Even at night, therefore, the outer portion of the market presents a bright and cheerful shelter from the inclement weather, being securely roofed over, and well lighted, while some of the booths are kept open, however late the hour.
Ben Gibson, therefore, was right in directing Mark to Fulton Market, as probably the most comfortable place to be found in the pouring rain which made the thoroughfares dismal and dreary. Mark, of course, had been in Fulton Market often, and saw at once the wisdom of the advice. He ran down Fulton Street as fast as he could, and arrived there panting and wet to the skin. Uncomfortable as he was, the change from the wet streets to the bright and comparatively warm shelter of the market made him at once more cheerful.

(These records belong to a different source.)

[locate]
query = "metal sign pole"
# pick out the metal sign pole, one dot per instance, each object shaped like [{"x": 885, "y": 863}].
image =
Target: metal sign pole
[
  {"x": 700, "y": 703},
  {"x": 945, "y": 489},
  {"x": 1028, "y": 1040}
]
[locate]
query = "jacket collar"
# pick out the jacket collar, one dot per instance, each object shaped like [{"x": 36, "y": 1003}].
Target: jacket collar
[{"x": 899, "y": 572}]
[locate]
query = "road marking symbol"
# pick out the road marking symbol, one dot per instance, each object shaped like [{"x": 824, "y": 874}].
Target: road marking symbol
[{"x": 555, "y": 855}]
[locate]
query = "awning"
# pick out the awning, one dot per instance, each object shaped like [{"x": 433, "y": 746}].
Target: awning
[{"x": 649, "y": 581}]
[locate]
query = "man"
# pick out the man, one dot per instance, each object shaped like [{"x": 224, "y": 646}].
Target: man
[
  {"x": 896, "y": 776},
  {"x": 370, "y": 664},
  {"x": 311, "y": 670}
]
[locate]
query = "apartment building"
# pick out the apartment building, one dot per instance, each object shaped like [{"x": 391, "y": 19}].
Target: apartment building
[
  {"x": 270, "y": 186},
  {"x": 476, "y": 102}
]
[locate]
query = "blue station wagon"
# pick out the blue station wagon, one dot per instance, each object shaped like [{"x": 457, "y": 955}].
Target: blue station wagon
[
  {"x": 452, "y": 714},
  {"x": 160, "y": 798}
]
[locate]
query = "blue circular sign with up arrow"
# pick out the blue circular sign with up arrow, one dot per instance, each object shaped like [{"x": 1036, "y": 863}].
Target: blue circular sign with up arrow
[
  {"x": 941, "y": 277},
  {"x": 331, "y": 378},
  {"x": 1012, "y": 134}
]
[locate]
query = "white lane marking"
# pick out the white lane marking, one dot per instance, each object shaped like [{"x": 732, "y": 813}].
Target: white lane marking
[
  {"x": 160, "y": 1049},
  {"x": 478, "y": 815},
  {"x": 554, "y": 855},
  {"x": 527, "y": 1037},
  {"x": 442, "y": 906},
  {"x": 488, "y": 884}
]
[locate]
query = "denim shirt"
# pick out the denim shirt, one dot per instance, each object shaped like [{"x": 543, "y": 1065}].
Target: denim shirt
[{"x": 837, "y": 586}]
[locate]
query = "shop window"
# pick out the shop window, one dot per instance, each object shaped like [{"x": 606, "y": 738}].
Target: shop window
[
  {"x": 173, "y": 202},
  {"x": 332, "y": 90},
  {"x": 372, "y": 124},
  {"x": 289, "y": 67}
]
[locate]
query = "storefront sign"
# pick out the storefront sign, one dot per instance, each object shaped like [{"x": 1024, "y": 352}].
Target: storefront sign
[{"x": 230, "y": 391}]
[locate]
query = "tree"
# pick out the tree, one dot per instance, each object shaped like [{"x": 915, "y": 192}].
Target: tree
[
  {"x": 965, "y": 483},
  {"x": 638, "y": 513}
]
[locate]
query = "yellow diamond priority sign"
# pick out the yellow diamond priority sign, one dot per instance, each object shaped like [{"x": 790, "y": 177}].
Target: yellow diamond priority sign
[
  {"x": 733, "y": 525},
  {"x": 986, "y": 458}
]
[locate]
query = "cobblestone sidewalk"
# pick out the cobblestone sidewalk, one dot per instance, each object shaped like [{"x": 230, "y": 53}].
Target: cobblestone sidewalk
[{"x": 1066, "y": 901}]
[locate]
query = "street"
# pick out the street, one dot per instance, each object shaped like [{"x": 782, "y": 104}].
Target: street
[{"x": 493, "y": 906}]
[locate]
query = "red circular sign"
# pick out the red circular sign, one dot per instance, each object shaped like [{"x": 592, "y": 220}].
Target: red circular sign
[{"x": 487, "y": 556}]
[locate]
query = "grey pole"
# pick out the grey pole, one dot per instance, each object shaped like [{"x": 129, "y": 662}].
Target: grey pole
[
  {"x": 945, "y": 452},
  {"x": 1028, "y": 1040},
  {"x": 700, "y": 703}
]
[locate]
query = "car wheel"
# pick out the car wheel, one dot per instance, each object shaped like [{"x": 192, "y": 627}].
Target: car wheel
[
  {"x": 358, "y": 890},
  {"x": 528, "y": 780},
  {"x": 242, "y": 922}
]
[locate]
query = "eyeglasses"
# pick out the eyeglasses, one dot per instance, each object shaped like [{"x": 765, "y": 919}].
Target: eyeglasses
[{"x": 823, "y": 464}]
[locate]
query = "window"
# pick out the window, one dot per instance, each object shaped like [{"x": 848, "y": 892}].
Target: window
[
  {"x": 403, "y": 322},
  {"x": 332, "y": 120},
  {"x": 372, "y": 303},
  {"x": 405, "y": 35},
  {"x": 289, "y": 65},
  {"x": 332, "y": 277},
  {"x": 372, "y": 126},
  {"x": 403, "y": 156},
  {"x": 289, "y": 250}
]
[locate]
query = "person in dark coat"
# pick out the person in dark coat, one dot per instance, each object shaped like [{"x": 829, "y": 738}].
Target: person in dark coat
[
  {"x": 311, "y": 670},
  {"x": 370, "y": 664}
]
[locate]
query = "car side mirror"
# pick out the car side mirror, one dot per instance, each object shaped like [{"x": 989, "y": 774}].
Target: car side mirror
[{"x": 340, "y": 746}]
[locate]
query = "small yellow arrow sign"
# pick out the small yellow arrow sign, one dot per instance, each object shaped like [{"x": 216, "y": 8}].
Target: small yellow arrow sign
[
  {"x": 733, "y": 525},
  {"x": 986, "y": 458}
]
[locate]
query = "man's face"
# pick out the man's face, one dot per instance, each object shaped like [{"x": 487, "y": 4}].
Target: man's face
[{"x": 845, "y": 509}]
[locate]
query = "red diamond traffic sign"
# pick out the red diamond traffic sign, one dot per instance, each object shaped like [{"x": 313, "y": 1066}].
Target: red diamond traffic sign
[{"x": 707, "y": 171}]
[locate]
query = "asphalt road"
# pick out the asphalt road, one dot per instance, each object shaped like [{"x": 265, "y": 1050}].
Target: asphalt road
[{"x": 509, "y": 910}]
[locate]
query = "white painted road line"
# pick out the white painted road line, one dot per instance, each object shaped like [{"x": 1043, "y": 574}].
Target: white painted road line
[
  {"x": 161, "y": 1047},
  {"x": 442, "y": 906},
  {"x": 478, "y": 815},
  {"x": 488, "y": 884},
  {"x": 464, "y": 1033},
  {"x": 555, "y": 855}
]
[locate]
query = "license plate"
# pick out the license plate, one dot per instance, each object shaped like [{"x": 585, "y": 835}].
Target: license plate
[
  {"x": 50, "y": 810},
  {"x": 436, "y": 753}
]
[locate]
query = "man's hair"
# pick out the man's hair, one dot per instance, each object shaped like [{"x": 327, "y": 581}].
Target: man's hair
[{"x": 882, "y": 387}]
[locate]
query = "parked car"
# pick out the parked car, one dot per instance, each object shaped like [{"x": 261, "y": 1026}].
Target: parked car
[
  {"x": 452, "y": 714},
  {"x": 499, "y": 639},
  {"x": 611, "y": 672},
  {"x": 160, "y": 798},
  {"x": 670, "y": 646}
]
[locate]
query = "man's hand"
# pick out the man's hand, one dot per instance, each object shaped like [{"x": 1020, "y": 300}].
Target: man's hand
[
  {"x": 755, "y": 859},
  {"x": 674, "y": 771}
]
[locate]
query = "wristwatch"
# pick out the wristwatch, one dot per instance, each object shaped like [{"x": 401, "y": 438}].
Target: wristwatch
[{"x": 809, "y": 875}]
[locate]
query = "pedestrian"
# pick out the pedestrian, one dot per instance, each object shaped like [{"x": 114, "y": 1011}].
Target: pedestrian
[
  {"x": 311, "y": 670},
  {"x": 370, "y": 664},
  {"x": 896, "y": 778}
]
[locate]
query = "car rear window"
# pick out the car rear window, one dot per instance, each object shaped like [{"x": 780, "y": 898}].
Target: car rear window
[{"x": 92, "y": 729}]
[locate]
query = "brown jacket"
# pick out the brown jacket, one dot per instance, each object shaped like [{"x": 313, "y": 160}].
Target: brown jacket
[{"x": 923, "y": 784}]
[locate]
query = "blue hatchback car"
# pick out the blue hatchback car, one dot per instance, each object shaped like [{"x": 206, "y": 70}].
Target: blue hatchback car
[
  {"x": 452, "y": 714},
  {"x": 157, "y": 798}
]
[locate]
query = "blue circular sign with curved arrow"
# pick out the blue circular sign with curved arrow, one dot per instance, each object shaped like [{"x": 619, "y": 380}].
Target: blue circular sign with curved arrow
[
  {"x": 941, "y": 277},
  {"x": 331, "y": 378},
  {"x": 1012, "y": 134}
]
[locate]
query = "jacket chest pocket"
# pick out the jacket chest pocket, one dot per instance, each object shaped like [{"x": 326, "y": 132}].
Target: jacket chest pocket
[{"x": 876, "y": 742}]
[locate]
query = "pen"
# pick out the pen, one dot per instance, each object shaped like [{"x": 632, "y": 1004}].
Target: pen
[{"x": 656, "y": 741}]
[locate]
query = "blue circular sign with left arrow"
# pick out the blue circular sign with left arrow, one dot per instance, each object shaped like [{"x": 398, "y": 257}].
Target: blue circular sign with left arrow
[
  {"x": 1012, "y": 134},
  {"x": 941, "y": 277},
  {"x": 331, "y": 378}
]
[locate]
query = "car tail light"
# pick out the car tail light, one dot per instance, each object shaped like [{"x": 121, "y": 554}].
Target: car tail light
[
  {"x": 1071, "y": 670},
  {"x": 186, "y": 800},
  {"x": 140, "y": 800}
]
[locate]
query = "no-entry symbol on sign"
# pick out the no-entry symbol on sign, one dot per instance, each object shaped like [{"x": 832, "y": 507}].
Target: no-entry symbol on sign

In fact, it compared favorably with the cold and uninviting room which he shared with Mother Watson.
As Mark looked around him, he could not help wishing that he tended in one of the little restaurants that looked so bright and inviting to him. Those who are accustomed to lunch at Delmonico's, or at some of the large and stylish hotels, or have their meals served by attentive servants in brown stone dwellings in the more fashionable quarters of the city, would be likely to turn up their noses at his humble taste, and would feel it an infliction to take a meal amid such plebeian surroundings. But then Mark knew nothing about the fare at Delmonico's, and was far enough from living in a brown stone front, and so his ideas of happiness and luxury were not very exalted, or he would scarcely have envied a stout butcher boy whom he saw sitting at an unpainted wooden table, partaking of a repast which was more abundant than choice.
But from the surrounding comfort Mark's thoughts were brought back to the disagreeable business which brought him here. He was to solicit charity from some one of the passers-by, and with a sigh he began to look about him to select some compassionate face.
"If there was only somebody here that wanted an errand done," he thought, "and would pay me twenty-five cents for doing it, I wouldn't have to beg I'd rather work two hours for the money than beg it."
But there seemed little chance of this. In the busy portion of the day there might have been some chance, though this would be uncertain; but now it was very improbable. If he wanted to get twenty-five cents that night he must get it from charity.